Department of Pulmonology and Internal Medicine, Mazumdar Shaw Medical Center, Narayana Health City, Bengaluru, India.
Department of Pharmacology, Narayana Hrudayalaya Foundations, Bengaluru, India.
Clin Respir J. 2021 Jul;15(7):761-769. doi: 10.1111/crj.13358. Epub 2021 Mar 23.
The inflammation and fibrosis in diffuse parenchymal lung diseases (DPLDs) in varied proportions give rise to different patterns in radiology and histopathology. The radiological pattern on CT of the thorax most often allows us to make a diagnosis with varying levels of confidence, to optimize management. With a multidisciplinary team bringing the strengths of their individual domains of knowledge, clinical, radiological, histopathological, and in many cases rheumatological, the level of confidence in making this diagnosis increases, often to the stage where the diagnosis is most often right, is concordant with the diagnosis achieved at histopathology and therefore obviates the need for lung biopsy which carries its own costs and risks of complications. Our study emphasizes the role of the multidisciplinary team (MDT) in the management of DPLDs at a tertiary care referral center.
Every case of DPLD presenting to our pulmonology department was discussed in an MDT meeting before subjecting them to any diagnostic intervention or therapy. A clinico-radiological diagnosis was made according to the 2002 ATS/ERS guidelines initially. Later an official ATS/ERS/JRS/ALAT statement on idiopathic pulmonary fibrosis and a 2013 ATS/ERS consensus for the classification and diagnosis of idiopathic interstitial pneumonia was used. The concordance in our study was defined as the percentage of histopathological diagnoses that were identical to the clinico-radiological MDT diagnosis prior to the biopsy.
A total of 434 patients with DPLDs were evaluated. The MDT suggested biopsy for only 38.7% (168/434) patients since the pattern was very clear in 266 (61.3%) cases. As not all patients consented to undergo the biopsy procedure when recommended, histopathology was obtained in 102 patients. The histological diagnosis was concordant with the initial MDT diagnosis in 80.3% (82/102) of samples. On an individual basis, connective tissue disease-interstitial lung disease and sarcoidosis showed the best concordance (87%). In idiopathic non-specific interstitial pneumonitis (NSIP) cases, the histopathological diagnosis concurred in only 53.3% (8/15), out of which 8 were NSIP, 4 were usual interstitial pneumonia, and 3 were reported as inadequate sampling on histopathology.
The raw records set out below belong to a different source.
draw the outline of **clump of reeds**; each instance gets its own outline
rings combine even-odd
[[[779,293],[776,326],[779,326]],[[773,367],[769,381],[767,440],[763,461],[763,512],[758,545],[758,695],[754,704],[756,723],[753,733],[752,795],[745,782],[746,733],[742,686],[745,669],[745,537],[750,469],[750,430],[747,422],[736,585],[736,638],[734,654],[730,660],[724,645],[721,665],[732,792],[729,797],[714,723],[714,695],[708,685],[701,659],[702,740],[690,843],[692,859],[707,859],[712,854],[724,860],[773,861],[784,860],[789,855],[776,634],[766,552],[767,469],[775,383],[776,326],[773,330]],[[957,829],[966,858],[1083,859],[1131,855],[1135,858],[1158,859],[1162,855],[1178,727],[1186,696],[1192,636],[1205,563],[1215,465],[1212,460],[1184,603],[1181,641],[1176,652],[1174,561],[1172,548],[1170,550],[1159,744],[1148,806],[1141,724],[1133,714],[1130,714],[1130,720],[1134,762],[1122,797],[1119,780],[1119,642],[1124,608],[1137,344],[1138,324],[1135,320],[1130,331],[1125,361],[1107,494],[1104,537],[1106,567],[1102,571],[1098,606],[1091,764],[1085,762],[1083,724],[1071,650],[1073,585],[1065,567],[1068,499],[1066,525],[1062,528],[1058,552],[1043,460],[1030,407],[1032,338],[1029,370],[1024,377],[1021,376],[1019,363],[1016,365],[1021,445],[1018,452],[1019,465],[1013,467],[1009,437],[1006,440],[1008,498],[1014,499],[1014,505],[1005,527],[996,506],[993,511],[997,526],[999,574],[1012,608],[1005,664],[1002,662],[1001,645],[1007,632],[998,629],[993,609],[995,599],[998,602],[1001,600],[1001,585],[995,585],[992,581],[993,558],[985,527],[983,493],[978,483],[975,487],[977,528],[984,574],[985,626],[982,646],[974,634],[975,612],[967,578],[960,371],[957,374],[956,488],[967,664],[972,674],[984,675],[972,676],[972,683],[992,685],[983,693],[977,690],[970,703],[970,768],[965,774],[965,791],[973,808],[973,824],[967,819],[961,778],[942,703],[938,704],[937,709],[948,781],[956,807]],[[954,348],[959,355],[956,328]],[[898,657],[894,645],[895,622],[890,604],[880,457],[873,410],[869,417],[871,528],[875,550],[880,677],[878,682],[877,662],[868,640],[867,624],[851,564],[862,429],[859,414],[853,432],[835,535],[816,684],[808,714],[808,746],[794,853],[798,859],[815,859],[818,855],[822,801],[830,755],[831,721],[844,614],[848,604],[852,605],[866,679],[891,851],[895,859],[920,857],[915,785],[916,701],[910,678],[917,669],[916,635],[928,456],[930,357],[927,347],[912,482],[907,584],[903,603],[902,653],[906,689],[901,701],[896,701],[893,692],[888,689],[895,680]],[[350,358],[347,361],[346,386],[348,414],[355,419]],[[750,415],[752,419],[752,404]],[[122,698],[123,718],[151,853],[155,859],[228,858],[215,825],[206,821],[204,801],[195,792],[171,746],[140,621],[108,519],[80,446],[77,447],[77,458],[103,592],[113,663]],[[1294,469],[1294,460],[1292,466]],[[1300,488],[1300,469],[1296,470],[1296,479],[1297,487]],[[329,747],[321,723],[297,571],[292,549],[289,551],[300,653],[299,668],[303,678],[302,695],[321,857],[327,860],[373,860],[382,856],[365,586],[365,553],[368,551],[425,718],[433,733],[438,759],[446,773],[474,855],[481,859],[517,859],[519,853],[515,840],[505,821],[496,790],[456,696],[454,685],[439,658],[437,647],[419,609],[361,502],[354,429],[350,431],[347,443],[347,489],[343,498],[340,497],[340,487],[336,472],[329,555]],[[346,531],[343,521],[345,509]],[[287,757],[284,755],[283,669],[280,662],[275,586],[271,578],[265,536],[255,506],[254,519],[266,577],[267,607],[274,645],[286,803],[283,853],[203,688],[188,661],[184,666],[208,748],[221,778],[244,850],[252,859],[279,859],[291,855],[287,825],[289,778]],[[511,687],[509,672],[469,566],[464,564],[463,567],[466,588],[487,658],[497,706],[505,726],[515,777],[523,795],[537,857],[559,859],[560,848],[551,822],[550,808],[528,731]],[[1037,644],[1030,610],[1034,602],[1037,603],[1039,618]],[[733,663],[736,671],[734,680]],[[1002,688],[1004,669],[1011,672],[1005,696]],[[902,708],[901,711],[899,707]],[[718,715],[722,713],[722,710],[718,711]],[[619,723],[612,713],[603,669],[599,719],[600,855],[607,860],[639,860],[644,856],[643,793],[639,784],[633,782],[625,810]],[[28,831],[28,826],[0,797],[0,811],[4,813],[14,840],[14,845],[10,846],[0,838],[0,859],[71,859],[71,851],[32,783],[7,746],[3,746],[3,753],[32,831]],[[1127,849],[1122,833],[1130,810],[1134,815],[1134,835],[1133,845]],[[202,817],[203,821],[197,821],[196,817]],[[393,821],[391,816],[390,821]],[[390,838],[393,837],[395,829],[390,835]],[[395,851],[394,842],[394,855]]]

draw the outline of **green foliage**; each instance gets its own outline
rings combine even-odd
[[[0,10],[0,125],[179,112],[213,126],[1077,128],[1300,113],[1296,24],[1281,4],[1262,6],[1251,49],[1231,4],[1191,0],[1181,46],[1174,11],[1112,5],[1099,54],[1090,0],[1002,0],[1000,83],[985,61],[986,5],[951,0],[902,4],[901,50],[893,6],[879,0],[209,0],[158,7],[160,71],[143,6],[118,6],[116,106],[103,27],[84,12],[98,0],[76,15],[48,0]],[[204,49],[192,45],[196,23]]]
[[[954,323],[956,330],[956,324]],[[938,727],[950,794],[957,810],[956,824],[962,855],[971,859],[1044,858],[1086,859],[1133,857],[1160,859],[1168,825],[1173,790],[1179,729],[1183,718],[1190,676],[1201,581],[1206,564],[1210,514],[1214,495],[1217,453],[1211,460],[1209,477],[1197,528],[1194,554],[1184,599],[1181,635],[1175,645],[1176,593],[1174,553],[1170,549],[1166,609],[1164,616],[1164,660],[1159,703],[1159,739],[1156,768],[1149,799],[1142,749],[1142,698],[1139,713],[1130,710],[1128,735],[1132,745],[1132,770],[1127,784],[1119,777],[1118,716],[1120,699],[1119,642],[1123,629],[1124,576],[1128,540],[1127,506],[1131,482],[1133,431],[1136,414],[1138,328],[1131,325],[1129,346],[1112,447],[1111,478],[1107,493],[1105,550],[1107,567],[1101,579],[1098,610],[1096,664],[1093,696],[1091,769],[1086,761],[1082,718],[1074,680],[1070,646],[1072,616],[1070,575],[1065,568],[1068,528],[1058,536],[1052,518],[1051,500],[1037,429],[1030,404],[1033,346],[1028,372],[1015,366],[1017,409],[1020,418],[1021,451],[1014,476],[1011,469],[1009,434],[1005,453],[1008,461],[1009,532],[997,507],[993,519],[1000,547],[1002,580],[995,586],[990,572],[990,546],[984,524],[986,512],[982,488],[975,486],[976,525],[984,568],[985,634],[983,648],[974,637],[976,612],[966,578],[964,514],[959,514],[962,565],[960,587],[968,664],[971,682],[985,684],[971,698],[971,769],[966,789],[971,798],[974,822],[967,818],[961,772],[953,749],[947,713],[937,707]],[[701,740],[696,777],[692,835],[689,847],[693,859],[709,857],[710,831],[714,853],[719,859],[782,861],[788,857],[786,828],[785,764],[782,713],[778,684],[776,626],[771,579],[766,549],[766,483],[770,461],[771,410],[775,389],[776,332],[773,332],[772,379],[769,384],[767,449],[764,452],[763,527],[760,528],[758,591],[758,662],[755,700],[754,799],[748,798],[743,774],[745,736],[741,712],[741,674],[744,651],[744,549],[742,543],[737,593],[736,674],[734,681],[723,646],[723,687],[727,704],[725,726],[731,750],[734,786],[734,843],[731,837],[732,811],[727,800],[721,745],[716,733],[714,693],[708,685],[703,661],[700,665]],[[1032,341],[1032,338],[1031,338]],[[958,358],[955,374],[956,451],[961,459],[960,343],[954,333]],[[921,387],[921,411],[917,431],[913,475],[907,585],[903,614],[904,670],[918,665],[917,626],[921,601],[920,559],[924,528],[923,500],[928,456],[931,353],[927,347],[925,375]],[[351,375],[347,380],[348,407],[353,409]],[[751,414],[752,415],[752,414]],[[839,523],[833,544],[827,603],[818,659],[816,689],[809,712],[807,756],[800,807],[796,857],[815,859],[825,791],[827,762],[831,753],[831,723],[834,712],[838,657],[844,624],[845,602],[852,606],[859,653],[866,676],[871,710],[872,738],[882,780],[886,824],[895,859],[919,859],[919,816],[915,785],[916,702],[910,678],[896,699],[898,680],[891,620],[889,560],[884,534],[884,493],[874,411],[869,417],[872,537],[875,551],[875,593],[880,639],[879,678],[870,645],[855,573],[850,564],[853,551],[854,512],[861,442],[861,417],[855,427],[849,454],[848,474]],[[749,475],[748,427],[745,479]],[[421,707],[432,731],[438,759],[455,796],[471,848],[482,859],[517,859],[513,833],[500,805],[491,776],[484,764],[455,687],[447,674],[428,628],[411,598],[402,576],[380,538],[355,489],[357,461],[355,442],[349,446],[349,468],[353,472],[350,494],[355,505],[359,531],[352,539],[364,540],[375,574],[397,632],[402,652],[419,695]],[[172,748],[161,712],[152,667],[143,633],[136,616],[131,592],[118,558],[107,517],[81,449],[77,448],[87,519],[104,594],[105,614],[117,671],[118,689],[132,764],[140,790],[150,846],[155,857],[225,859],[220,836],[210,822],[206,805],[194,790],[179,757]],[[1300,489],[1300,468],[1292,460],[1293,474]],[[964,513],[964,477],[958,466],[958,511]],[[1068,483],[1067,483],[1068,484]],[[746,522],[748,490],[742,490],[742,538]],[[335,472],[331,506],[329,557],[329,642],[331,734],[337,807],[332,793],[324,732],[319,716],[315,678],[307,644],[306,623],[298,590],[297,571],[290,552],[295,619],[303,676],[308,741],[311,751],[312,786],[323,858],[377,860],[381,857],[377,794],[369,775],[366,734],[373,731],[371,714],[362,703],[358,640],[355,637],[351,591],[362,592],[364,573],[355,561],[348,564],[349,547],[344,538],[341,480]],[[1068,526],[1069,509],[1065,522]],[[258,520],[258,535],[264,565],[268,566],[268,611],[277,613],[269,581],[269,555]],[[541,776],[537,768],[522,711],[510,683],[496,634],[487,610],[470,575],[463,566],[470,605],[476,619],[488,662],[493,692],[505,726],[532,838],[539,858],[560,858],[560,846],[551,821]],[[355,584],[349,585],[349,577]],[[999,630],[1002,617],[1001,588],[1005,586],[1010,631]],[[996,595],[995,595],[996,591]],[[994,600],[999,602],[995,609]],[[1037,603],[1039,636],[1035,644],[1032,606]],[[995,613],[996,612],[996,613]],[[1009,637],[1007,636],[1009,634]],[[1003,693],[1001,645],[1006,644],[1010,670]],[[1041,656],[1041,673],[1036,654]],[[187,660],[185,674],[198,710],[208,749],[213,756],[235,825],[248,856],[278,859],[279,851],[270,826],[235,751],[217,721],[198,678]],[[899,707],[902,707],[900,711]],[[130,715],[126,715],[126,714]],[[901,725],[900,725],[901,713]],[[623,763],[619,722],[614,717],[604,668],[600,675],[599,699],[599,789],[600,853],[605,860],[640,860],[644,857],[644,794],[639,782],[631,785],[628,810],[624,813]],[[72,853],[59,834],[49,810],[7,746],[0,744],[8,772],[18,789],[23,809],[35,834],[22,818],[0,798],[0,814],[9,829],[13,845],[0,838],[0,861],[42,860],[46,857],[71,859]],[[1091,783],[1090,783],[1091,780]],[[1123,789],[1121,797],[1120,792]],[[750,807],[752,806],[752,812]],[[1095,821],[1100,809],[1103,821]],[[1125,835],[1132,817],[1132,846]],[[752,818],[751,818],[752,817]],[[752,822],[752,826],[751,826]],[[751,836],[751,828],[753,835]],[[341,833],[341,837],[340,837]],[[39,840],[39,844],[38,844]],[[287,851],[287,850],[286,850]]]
The MDT plays a crucial role in the diagnosis of DPLDs. Not every pattern requires biopsy confirmation. However, an idiopathic non-specific interstitial pneumonitis diagnosis by the MDT should probably be better confirmed by biopsy.
弥漫性实质性肺疾病(DPLD)的炎症和纤维化以不同比例导致放射学和组织病理学上的不同模式。胸部 CT 的放射学模式通常使我们能够做出具有不同置信度的诊断,从而优化管理。通过多学科团队发挥各自领域知识的优势,包括临床、放射学、组织病理学,在许多情况下还包括风湿病学,使诊断的置信度提高,通常达到诊断准确率很高的程度,与组织病理学诊断相符,因此避免了肺活检的需要,肺活检本身就存在成本和并发症风险。我们的研究强调了多学科团队(MDT)在三级转诊中心管理 DPLD 中的作用。
我们呼吸科的每一例 DPLD 患者在接受任何诊断干预或治疗之前都在 MDT 会议上进行了讨论。最初根据 2002 年 ATS/ERS 指南做出临床放射学诊断。后来,使用了关于特发性肺纤维化的正式 ATS/ERS/JRS/ALAT 声明和 2013 年 ATS/ERS 特发性间质性肺炎分类和诊断共识。我们研究中的一致性定义为活检前组织病理学诊断与临床放射学 MDT 诊断完全一致的百分比。
共评估了 434 例 DPLD 患者。MDT 仅建议对 38.7%(168/434)的患者进行活检,因为 266 例(61.3%)患者的模式非常清晰。由于并非所有患者都同意在建议时进行活检,因此仅对 102 例患者进行了组织学检查。组织学诊断与初始 MDT 诊断在 80.3%(82/102)的样本中一致。在单独的基础上,结缔组织病-间质性肺疾病和结节病的一致性最好(87%)。在特发性非特异性间质性肺炎(NSIP)病例中,组织病理学诊断仅在 53.3%(8/15)的病例中与 MDT 诊断相符,其中 8 例为 NSIP,4 例为寻常间质性肺炎,3 例为组织病理学报告为样本不足。
MDT 在 DPLD 的诊断中起着至关重要的作用。并非每种模式都需要活检证实。然而,MDT 诊断的特发性非特异性间质性肺炎可能最好通过活检来证实。